We train the machine learning methods on different training datasets (i.e., Platinum (no tyrosine kinase), Platinum, and MdrDB_Coreset (single substitution)) and report the test performance averaged over five repetitions for each method on the TKI dataset in Fig. 2A. We can clearly see that the machine learning methods obtained poor performance in terms of correlation and classification ability when training on Platinum (no tyrosine kinase). For instance, ExtraTrees achieved low accuracy on TKI dataset with weak correlation (Pearson = 0.075), and poor classification performance (AUPRC = 0.198). When the training dataset provided a small amount of tyrosine kinase information, i.e., training on the Platinum dataset, the test prediction performance of most machine learning methods improved slightly. ExtraTrees obtained slightly better estimates (RMSE = 0.907, Pearson = 0.094, and AUPRC = 0.243) compared with its training on Platinum (no tyrosine kinase). When the machine learning methods were trained on the subset of MdrDB_CoreSet, we found that the prediction accuracy of most machine learning methods was improved on the TKI dataset compared to the previous two scenarios, except for AdaBoost, DecisionTree, and SVR. In particular, ExtraTrees, GradienBoost, Bagging, and RandomForest have significantly improved prediction performance. For instance, ExtraTrees achieved highly accurate on the TKI dataset when training on the subset of MdrDB_CoreSet with low absolute errors (RMSE = 0.656 kcal mol−1), strong correlation (Pearson = 0.607), and good classification performance (AUPRC = 0.538). This result outperformed MD simulations with the Amber force fields (e.g., A99 and A99l) reported in the work19 by a considerable margin, demonstrating that MdrDB_CoreSet could improve the generalization of the machine learning method in predicting affinity changes in Abl kinase mutants. Figure 2B shows the scatter plots of the experimental versus calculated ΔΔG values of each machine learning method obtained at a certain time by training on the subset of MdrDB_CoreSet and testing on the TKI dataset. The scatter plots of the experimental versus calculated ΔΔG values in the first and second scenarios are shown in Supplementary Figs. 8 and 9.

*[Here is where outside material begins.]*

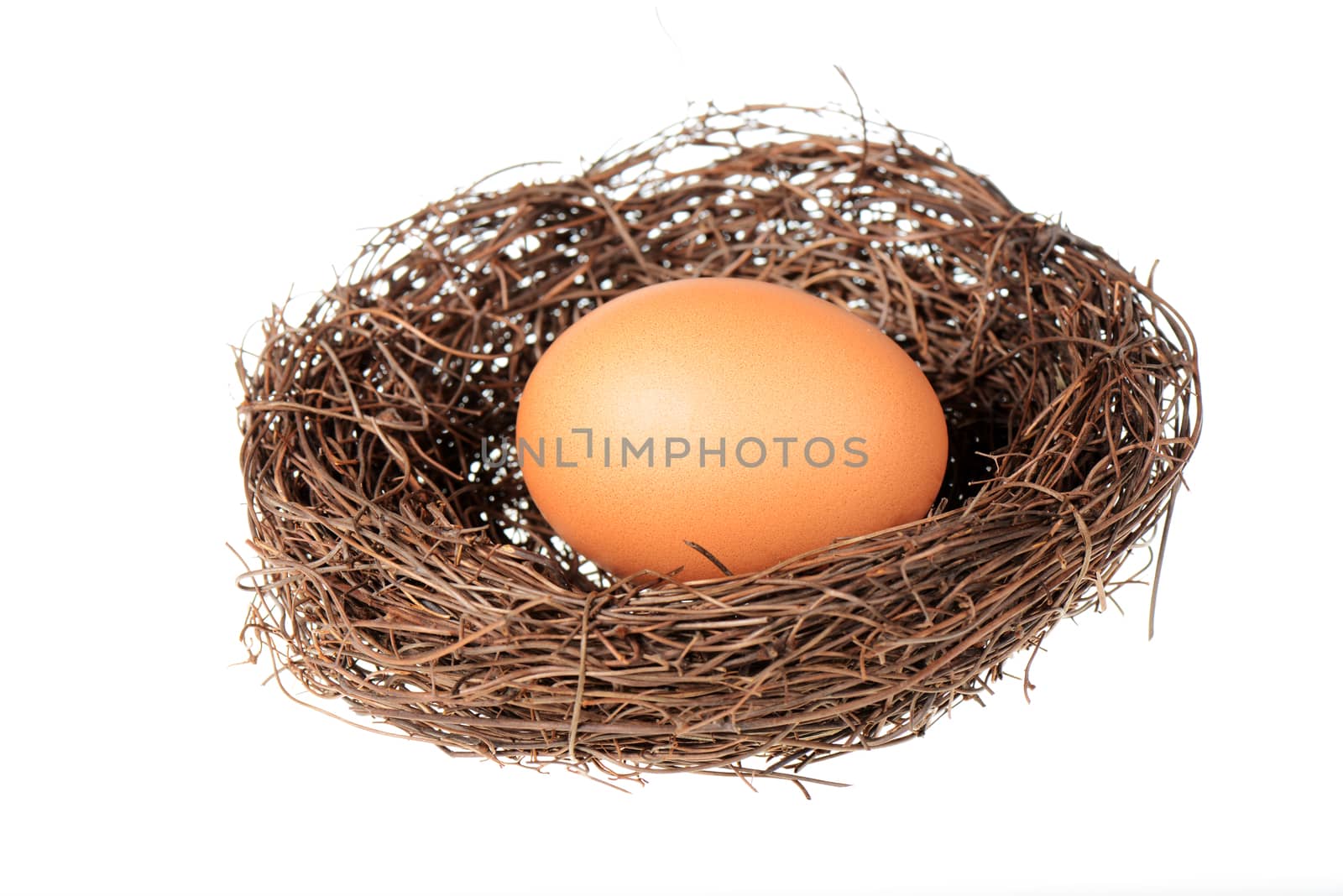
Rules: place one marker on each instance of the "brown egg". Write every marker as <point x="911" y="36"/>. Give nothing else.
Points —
<point x="751" y="420"/>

Fig. 2: Machine learning methods performance evaluation.
figure 2

A Summary of the test performance of the ΔΔG prediction across machine learning methods under three training scenarios in terms of RMSE, Pearson correlation, and AUPRC. Means with error bars (standard deviation) for all competing methods. B Scatter plots of the experimental versus calculated ΔΔG values in Scenario 3. X-axis denotes the experimental ΔΔG values (kcal mol−1). Y-axis denotes the calculated ΔΔG value (kcal mol−1). Each ΔΔG estimate is color-coded according to its absolute error w. r. t. the experimental ΔΔG value; at 300 K, the 1.4 kcal mol−1 error corresponds to a 10-fold error in the Kd change and 2.8 kcal mol−1 error corresponds to a 100-fold error in the Kd change.

In addition, we also provide a comprehensive evaluation of 10 common machine learning models in several different scenarios (Supplementary Figs. 1023 and Tables 1023), and provide baseline prediction results on the MdrDB database. It is our hope that this will help further the development of new machine learning algorithms using the MdrDB database and facilitate drug resistance research. Please refer to Supplementary Note 1 for details.

Conclusion

Here we have introduced MdrDB, the largest drug resistance database to provide all information highly relevant to protein mutation-induced drug binding affinity changes. In addition to basic information regarding the proteins, drugs, mutations and changed affinity, and structural data for wild-type and mutant complexes, 146 calculated biochemical features and extra annotations are also provided. These features and annotations were chosen to be convenient to use for model training and sample splitting in machine learning algorithms for drug resistance prediction38. In addition, MdrDB is also the first database that includes drug resistance-related mutation types beyond substitution mutations, and the availability of wider and more complex mutation types can be used to test the generalization of machine learning models.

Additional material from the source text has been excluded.